Da buono postale da 5 milioni di lire, incassa 65 mila euro. Poste costrette a pagare
Una donna ha incassato 65mila euro perché ha deciso di riscuotere l’investimento di un buono postale fruttifero risalente al 1989, che consisteva in 5 milioni di vecchie lire. Questo grazie ad una sentenza del Tribunale di Torino che ha condannato Poste Italiane a pagare alla titolare, ben oltre i 28 mila che l’ente riteneva di dover pagare.
Buono postale, tutta la vicenda
La vicenda del buono postale si inserisce in un contenzioso che già da alcuni anni vede fronteggiarsi i risparmiatori e Poste Italiane relativamente ad alcune serie di buoni fruttiferi emessi dopo il 1986, anno in cui vennero emessi buoni fruttiferi da riscuotere a 30 anni di distanza. Quando cioè era già uscita la serie “Q”.
Come ricorda il Corriere della Sera, che ha riportato la notizia:
“I documenti avrebbero dovuto essere siglati con la lettera Q, che garantiva un tasso di rendimento inferiore rispetto a quelli precedenti contrassegnati dalla lettera P. In realtà, le Poste continuarono a usare quest’ultimi limitandosi a opporre un timbro sopra i vecchi rendimenti per specificare quanto avrebbero fruttato in futuro. E così i risparmiatori per 30 anni hanno fatto affidamento sui tassi della serie P (9-11-13 e 15 per cento) invece che su quelli della serie Q (8-9-10,5 e 12 per cento). Di contro, le Poste alla scadenza pagavano ricalcolando la cifra sulla base dei tassi inferiori”.

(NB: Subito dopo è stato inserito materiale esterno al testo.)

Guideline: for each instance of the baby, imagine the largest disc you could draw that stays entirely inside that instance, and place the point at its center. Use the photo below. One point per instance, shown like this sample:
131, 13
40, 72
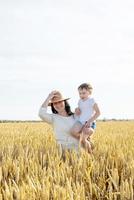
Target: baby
87, 112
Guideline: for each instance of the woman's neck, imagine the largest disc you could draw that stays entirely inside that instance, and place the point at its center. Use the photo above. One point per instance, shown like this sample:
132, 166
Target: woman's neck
63, 113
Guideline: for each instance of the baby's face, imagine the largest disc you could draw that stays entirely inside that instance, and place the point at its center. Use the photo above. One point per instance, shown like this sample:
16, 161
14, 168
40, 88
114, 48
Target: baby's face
83, 93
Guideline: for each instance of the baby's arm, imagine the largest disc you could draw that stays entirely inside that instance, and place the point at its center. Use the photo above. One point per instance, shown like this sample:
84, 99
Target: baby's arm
95, 116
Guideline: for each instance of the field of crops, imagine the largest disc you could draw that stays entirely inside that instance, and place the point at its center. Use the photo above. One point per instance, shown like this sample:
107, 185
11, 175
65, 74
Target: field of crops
32, 167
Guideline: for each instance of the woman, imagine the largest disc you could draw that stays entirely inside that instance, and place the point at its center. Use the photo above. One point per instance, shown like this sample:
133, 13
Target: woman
62, 119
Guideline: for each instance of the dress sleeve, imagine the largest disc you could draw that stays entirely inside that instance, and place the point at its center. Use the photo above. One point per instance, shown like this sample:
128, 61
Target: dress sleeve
45, 116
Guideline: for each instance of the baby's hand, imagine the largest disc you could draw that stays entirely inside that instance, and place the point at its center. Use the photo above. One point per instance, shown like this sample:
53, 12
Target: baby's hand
77, 111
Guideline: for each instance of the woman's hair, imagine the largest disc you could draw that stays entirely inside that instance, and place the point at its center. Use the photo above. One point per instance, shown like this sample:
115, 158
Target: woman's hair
86, 86
67, 108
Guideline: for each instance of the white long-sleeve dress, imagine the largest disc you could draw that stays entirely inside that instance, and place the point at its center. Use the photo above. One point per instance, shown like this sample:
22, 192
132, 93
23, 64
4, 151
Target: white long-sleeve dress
61, 126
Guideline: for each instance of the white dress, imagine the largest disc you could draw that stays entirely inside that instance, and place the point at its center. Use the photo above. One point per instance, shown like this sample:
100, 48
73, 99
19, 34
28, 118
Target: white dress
61, 126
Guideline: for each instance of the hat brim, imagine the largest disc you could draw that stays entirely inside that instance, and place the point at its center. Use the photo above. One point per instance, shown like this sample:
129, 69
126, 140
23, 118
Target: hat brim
50, 103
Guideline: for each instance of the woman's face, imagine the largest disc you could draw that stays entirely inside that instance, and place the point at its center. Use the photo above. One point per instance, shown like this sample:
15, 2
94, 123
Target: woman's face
59, 106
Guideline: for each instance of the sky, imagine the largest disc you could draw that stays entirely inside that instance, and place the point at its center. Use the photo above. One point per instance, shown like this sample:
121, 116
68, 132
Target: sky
57, 45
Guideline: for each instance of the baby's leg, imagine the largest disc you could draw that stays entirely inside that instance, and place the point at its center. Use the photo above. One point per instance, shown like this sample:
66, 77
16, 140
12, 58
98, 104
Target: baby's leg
85, 138
76, 129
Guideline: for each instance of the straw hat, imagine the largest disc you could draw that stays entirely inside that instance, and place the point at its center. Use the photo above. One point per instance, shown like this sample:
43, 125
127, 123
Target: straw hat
57, 98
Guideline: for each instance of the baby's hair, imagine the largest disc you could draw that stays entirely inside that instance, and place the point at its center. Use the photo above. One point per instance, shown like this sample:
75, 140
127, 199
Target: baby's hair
86, 86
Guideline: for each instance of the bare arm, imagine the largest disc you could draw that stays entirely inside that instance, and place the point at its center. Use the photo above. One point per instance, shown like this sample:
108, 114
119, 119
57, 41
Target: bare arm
50, 96
43, 109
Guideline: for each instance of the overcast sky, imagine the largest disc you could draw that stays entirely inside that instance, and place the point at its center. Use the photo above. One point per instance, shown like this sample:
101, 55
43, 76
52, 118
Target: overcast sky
46, 45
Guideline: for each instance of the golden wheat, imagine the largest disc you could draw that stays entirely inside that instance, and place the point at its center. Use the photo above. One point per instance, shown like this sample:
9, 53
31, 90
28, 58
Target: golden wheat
32, 167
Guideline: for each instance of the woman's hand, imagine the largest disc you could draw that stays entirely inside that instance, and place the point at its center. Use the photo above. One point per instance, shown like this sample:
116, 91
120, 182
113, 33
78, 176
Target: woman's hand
52, 94
77, 111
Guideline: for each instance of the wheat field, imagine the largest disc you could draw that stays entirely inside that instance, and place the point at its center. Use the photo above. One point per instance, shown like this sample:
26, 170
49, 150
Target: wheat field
33, 168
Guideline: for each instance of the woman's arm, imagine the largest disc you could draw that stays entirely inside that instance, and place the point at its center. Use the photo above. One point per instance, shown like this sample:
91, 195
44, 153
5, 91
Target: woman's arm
43, 109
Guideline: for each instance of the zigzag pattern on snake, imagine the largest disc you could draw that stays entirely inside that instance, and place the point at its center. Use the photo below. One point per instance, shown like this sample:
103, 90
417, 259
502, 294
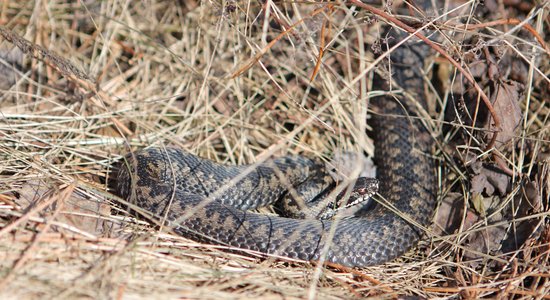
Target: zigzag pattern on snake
206, 201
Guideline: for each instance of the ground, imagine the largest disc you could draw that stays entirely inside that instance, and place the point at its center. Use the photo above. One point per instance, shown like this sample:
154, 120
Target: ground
84, 82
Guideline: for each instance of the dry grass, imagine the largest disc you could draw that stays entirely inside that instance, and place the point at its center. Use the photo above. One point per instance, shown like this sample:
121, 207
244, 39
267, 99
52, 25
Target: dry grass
163, 76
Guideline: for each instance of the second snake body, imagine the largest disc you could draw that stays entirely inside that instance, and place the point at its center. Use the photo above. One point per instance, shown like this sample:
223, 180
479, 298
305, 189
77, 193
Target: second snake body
207, 201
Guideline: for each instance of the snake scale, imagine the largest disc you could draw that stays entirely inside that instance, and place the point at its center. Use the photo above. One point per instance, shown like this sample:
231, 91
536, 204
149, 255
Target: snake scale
206, 201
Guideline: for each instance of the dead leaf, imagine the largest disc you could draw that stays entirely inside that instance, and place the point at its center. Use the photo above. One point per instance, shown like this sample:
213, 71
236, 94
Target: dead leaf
488, 179
506, 105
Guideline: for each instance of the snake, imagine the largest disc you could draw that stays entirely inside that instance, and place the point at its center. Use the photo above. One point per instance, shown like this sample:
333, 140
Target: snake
210, 202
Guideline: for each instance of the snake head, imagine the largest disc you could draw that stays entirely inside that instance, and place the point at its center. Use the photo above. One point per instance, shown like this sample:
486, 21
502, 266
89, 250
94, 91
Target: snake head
345, 206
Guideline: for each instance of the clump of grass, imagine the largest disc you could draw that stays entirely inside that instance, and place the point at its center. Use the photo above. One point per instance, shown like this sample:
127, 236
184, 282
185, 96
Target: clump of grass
164, 74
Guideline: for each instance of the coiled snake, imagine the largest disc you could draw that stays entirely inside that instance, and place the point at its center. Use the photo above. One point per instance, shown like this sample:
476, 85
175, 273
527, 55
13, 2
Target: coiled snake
206, 201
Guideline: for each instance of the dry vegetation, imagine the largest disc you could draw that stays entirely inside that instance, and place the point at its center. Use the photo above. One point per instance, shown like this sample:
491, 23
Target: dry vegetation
163, 73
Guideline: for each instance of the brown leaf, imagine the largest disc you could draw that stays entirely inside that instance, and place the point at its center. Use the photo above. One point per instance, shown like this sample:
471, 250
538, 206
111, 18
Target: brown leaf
506, 105
488, 179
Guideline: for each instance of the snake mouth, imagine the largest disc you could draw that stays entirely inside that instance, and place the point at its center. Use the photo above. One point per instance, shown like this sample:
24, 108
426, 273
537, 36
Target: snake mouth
346, 206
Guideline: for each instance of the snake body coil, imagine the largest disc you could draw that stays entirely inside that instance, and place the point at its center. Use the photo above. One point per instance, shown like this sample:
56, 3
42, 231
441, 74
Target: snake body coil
205, 201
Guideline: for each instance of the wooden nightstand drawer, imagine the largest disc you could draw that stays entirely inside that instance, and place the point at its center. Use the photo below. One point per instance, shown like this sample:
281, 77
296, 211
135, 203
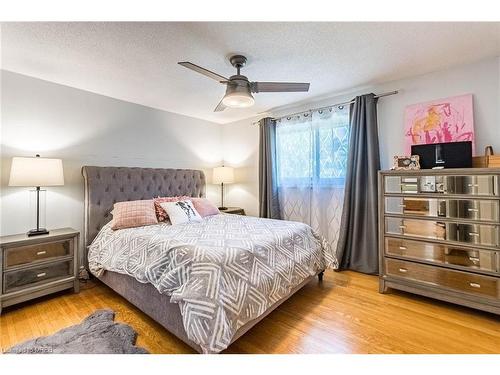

La sentenza del tribunale di Torino rappresenta una vittoria per i tremila risparmiatori che nel 2020 avevano fatto ricorso all’arbitro bancario per vedersi riconoscere gli importi più alti. Tuttavia Poste, a partire dalla primavera del 2020, aveva deciso di non corrispondere ugualmente le maggiori somme, ritenendo che ci fossero pronunce di diversi tribunali anche a suo vantaggio.
A questo proposito, Fabio Scarmozzino, avvocato che assiste molti consumatori costretti a promuovere azioni legali, ha detto a La Repubblica.
“É importante che tutti i risparmiatori in possesso di buoni delle serie O, P e Q-P, che ancora non hanno agito, o che siano già in possesso di una decisione favorevole dell’arbitro bancario, agiscano per la tutela dei loro diritti”.